第7章 柱《参》✔
個性の塊である柱の皆が、一心にお館様を慕う理由がなんとなくだけどわかった気がする。
この人は、無意識に自分が欲してる言葉をくれるんだ。
押し付けるんじゃなく、寄り添うようにして。
「…ありがとう、御座います…」
だからと言って昨日今日出会ったような人に、簡単に身を預けるなんて出来ないけれど。
気持ちは嬉しかった。
それは正直な気持ちだ。
一心にお礼を伝えて、頭を下げる。
それでも私は鬼で、この人は人間だ。
その立ち位置は変わらない。
「でもこれは、私の道、だから…」
消せない罪。
それを抱きかかえるか、捨てるか、はたまた呑み込むのか。
どうなるかは自分自身にもわからない。
だからこそ簡単に他人任せになんてできない。
「自分で、責任を持ちます」
これは私の道だ。
そう義勇さんも言っていた。
だからどんな形であれ、私が最後まで見定めていくものだ。
「…うん」
じっと見据えた、白い瞳の先。
ゆっくりと瞬くと、その人は何故か優しく微笑んだ。
「それが蛍らしさなんだね。…義勇が目を止めるはずだ」
よく、わからないけど…そういえば義勇さん言ってたっけ。私は私のままでいれば心配ないって。

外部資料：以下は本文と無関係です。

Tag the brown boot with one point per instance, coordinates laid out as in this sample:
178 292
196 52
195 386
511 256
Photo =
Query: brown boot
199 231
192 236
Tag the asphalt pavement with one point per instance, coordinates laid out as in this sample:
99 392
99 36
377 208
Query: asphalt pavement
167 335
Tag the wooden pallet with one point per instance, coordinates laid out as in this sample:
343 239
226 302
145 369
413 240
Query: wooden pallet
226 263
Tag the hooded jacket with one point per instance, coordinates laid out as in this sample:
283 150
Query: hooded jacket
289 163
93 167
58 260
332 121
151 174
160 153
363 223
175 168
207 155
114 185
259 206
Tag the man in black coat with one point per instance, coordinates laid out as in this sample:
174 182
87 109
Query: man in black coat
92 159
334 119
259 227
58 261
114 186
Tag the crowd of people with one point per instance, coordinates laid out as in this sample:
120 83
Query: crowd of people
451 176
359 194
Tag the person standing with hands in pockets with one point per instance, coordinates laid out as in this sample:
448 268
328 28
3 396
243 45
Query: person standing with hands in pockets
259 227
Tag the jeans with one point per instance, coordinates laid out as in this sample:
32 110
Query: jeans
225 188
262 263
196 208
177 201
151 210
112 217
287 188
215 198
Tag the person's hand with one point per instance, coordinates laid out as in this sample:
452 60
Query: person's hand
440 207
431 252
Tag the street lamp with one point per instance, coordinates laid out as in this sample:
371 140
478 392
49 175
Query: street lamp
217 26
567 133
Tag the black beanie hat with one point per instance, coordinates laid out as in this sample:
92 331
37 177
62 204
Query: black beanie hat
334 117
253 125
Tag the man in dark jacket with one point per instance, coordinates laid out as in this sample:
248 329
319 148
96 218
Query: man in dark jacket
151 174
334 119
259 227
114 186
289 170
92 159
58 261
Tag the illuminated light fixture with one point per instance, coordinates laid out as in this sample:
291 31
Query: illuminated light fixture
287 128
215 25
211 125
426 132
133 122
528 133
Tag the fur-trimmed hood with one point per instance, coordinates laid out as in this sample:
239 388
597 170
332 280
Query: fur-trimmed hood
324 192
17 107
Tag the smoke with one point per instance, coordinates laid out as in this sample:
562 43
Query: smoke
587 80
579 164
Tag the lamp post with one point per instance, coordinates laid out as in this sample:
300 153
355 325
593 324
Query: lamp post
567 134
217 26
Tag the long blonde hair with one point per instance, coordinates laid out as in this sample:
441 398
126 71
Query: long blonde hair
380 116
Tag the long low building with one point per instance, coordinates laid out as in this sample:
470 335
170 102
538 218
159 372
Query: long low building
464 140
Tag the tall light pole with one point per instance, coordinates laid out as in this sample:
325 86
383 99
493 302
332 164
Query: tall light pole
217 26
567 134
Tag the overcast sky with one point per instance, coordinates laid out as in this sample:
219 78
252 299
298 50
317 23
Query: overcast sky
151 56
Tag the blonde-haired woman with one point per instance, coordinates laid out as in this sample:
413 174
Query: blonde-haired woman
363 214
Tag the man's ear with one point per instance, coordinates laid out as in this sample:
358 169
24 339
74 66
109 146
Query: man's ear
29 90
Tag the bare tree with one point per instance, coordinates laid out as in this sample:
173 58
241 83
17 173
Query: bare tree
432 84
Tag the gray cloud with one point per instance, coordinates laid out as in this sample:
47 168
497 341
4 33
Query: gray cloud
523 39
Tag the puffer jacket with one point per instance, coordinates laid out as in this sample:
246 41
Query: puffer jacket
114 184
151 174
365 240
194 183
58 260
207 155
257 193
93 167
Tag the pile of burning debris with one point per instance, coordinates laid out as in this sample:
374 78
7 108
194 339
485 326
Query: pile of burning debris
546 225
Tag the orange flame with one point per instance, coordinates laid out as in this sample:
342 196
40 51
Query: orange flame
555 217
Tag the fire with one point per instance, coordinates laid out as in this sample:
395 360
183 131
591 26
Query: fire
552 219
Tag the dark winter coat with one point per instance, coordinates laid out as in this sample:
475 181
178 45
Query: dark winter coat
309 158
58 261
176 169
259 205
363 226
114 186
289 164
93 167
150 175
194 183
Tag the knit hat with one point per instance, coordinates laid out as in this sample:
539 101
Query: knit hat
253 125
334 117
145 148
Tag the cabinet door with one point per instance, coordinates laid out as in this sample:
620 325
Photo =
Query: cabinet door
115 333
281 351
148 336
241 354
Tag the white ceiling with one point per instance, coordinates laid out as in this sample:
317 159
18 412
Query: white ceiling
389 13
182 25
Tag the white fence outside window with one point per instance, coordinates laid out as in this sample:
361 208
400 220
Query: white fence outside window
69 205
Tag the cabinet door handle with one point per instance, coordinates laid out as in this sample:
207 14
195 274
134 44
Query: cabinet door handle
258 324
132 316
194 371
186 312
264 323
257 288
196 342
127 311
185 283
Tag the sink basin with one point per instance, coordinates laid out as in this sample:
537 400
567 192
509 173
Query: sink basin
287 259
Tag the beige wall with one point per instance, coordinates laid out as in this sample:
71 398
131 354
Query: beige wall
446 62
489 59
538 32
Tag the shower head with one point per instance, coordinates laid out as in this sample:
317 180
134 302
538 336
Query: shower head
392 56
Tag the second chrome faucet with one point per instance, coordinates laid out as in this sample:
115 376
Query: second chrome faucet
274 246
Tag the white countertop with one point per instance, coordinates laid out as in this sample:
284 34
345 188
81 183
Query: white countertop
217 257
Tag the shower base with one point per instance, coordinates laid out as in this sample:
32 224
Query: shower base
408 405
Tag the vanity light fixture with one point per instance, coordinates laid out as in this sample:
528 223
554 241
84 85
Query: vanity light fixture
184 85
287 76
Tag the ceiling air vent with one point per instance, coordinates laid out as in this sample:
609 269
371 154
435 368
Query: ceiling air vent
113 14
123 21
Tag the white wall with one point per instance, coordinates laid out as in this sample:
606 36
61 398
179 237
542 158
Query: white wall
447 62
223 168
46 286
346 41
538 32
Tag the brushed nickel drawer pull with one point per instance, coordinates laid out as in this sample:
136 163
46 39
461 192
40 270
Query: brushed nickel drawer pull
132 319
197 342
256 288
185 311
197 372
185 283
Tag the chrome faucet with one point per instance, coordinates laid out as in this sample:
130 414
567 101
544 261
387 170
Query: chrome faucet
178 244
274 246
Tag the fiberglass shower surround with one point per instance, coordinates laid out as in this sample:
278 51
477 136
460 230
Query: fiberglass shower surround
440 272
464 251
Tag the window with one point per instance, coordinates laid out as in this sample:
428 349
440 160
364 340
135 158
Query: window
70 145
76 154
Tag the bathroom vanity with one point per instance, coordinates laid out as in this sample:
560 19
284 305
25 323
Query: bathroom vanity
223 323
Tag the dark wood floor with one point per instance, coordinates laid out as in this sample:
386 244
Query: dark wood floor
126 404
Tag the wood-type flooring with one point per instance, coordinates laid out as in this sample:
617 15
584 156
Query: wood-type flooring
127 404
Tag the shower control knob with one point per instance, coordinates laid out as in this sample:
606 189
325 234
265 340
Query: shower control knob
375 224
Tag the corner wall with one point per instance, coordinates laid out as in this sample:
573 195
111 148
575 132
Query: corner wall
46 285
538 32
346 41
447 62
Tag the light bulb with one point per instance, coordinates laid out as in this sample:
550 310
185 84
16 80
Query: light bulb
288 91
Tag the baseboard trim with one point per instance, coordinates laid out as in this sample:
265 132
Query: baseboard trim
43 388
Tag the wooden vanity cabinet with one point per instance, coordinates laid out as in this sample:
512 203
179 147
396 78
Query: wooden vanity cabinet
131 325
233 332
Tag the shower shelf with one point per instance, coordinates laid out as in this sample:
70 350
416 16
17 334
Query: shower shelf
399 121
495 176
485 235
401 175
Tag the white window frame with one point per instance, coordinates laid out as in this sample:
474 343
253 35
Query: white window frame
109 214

意味はわからず終いだったけれど、気付けば本音を話していた。
…この人の空気が、そうさせるのかな。
ほとんど初対面でここまで赤裸々に話せたのは、此処へ来て初めてだったかもしれない。
「ならせめて、その蛍の姿を見守らせて欲しい。それなら許されるかな?」
つい偉そうなことを言ってしまったけど、元から私にどうこう言う資格はないんだ。
その頼みに、はいと頷いて返せばほっとした笑顔を向けられた。
「ありがとう」
「お礼を言われるようなことじゃ、ありません、から…」
「私が言いたかったんだよ」
感謝すべきは、寧ろ私の方なのに。